#416183

Anonymous
Quote:
First of all to have an outlier you need several samples, not just one sample as was the case in Slovakia. Secondly to have a Slovak population label most other genetic scientists would wait until they have several other individuals rather than giving it on the basis of one. The dodecad project for example requires a minimum of 5 people before creating a population reference group. Secondly yes an outlier is an extreme that deviates from the mean however there is a limit to them as well. When it is no longer an outlier but should not even be part of that sample.

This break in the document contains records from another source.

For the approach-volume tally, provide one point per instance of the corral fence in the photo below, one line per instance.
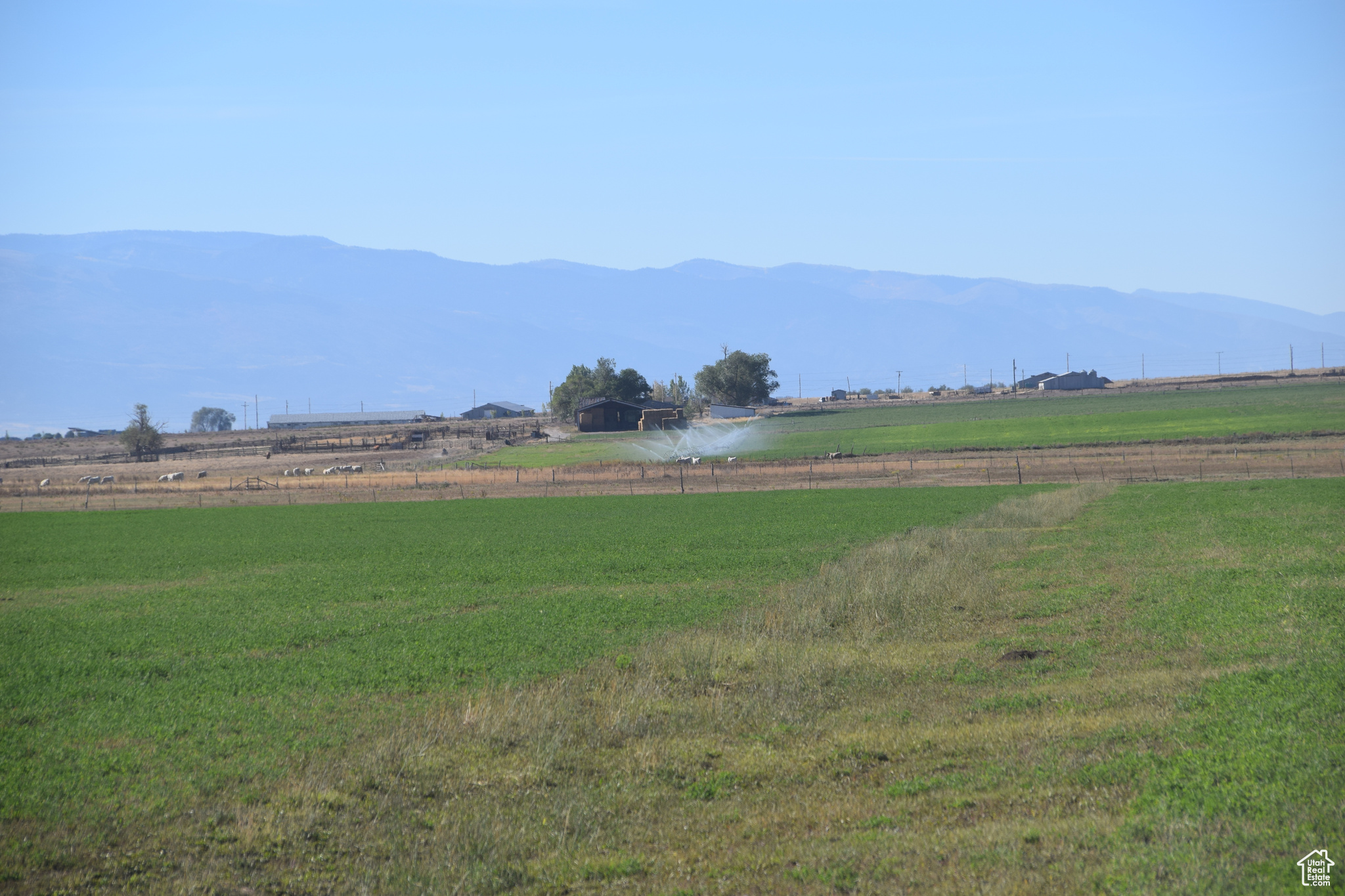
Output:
(410, 440)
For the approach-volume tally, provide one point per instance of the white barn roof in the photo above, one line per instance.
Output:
(342, 418)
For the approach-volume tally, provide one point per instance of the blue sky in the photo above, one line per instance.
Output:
(1176, 147)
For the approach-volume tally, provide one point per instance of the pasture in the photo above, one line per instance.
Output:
(154, 658)
(1001, 422)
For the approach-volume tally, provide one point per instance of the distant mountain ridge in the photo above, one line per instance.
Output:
(179, 320)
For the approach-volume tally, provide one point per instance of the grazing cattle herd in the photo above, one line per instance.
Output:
(201, 475)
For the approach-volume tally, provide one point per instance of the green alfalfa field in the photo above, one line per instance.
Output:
(151, 658)
(1130, 689)
(1002, 422)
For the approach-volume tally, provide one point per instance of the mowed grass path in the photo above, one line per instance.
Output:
(162, 654)
(1001, 423)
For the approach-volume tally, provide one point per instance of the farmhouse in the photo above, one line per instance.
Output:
(1074, 381)
(493, 410)
(662, 418)
(341, 418)
(608, 416)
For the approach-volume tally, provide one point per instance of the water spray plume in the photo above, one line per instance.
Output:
(709, 438)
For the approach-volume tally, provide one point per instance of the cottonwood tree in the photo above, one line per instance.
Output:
(211, 419)
(142, 436)
(738, 379)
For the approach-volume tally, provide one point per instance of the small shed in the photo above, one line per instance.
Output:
(493, 410)
(608, 416)
(731, 412)
(1030, 382)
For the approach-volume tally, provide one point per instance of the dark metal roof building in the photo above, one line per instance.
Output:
(608, 416)
(493, 410)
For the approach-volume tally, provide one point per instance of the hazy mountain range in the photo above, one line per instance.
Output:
(178, 320)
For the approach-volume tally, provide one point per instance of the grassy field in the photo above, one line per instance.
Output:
(152, 658)
(1007, 423)
(875, 727)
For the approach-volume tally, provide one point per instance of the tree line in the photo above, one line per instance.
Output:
(739, 378)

Firstly, a sample could be as large as 1,000 subjects or as small as 30 subjects or there could be a stratification technique employed taking several samples of any size from 30 to 200 from a population. In case of a small size sample, a well known simulation technique called bootstrapping generating average values from a probability distribution is employed. This is all discussed in a technical paper published by Novembre et al. which has been cited hundreds of times by other researchers in their work meaning the graph you are not fond of has been accepted by the scientific community. In any cases, an outlier it’s just that – an observation lying out of the cluster of values usually above 3 standard deviations from the mean regardless the number of samples are being used.

For example in Eurogenes in order to get the country label ie SK1, SK2, SK3, etc…. for Slovakia the individual must be within a certain range from the mean. Meaning a "Russian" that clusters with Greeks on Eurogenes would likely not get the RU label, as it is safe to assume that they are not an ethnic Russian. Not to mention you must know the ancestry of your participants. This "Slovak" should have been omitted, as I will repeat myself once more they are likely not a Slovak, likewise with the "Serbs/Yugoslavs" whom ever they maybe, which cluster with Greeks.

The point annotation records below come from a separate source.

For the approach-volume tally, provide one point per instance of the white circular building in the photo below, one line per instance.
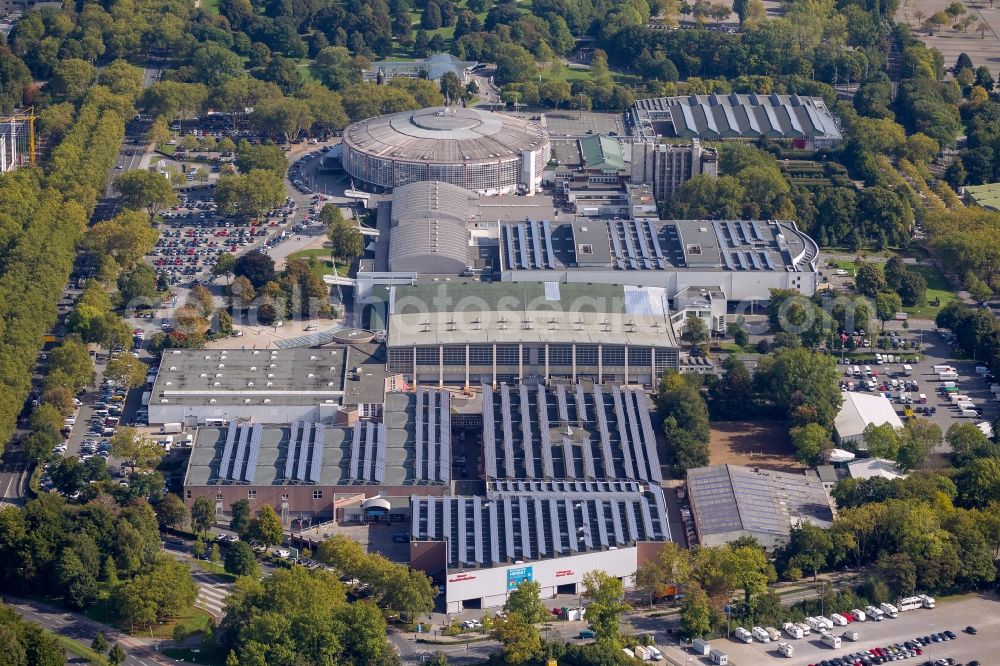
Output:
(485, 152)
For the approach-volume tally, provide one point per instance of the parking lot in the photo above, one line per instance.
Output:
(951, 614)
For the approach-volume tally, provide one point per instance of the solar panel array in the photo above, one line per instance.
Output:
(535, 520)
(568, 431)
(240, 452)
(227, 451)
(304, 455)
(635, 245)
(528, 245)
(432, 437)
(250, 475)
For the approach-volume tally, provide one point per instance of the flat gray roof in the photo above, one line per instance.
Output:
(535, 520)
(510, 312)
(450, 135)
(568, 432)
(731, 498)
(303, 453)
(741, 116)
(250, 376)
(630, 245)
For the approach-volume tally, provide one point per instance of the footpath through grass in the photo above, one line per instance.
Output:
(938, 291)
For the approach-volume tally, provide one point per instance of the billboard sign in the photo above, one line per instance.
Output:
(517, 574)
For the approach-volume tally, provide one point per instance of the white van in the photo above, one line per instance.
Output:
(793, 630)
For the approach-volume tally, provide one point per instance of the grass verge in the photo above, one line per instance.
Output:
(938, 291)
(79, 649)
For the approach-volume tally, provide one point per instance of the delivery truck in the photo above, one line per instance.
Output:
(889, 610)
(793, 630)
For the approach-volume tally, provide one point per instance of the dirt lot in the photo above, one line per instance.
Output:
(758, 443)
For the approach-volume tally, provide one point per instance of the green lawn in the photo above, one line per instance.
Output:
(319, 260)
(193, 620)
(78, 649)
(216, 570)
(209, 657)
(937, 291)
(304, 71)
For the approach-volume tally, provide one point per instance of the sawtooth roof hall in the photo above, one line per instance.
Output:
(736, 116)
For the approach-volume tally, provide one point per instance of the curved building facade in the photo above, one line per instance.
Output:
(485, 152)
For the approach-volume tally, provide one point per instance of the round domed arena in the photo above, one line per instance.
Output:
(482, 151)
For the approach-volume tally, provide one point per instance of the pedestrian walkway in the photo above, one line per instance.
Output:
(212, 593)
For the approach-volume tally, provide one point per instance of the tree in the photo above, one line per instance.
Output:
(240, 515)
(145, 189)
(431, 18)
(606, 594)
(663, 576)
(810, 442)
(912, 288)
(129, 445)
(886, 307)
(61, 398)
(225, 265)
(452, 87)
(241, 560)
(256, 267)
(264, 156)
(801, 383)
(70, 366)
(519, 639)
(882, 441)
(694, 332)
(526, 601)
(100, 643)
(117, 655)
(810, 547)
(346, 240)
(71, 78)
(126, 370)
(285, 117)
(265, 526)
(242, 292)
(171, 511)
(202, 515)
(919, 438)
(870, 280)
(137, 286)
(684, 415)
(250, 194)
(696, 613)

Once again these are some very basic errors this scientist made. Creating populations based on a single sample and not including only people of that specific ethnicity in the sample. IT does not take a scientist to see that this is wrong.

Secondly, it does not matter what guys from Eurogenes or Dodecad do. Their work does not receive much consideration among scientific community, so they can remove outliers or use non-variable data in their private work at will . In formal work some outliers are removed, while other remains in the study being mentioned in supplementary notes for further investigations. The treatment of outliers in data analysis is a separate subject in itself. No where I've seen authors mentioning Slovakian or Russian subjects claimed non-Slovakian or non-Russian ancestry in that particular study.

Thirdly, the study is specific to another population and the emphasis is on another population. Do you understand this? Now, cover the bottom of the graph with a piece of paper each time you are looking at it and be done with it.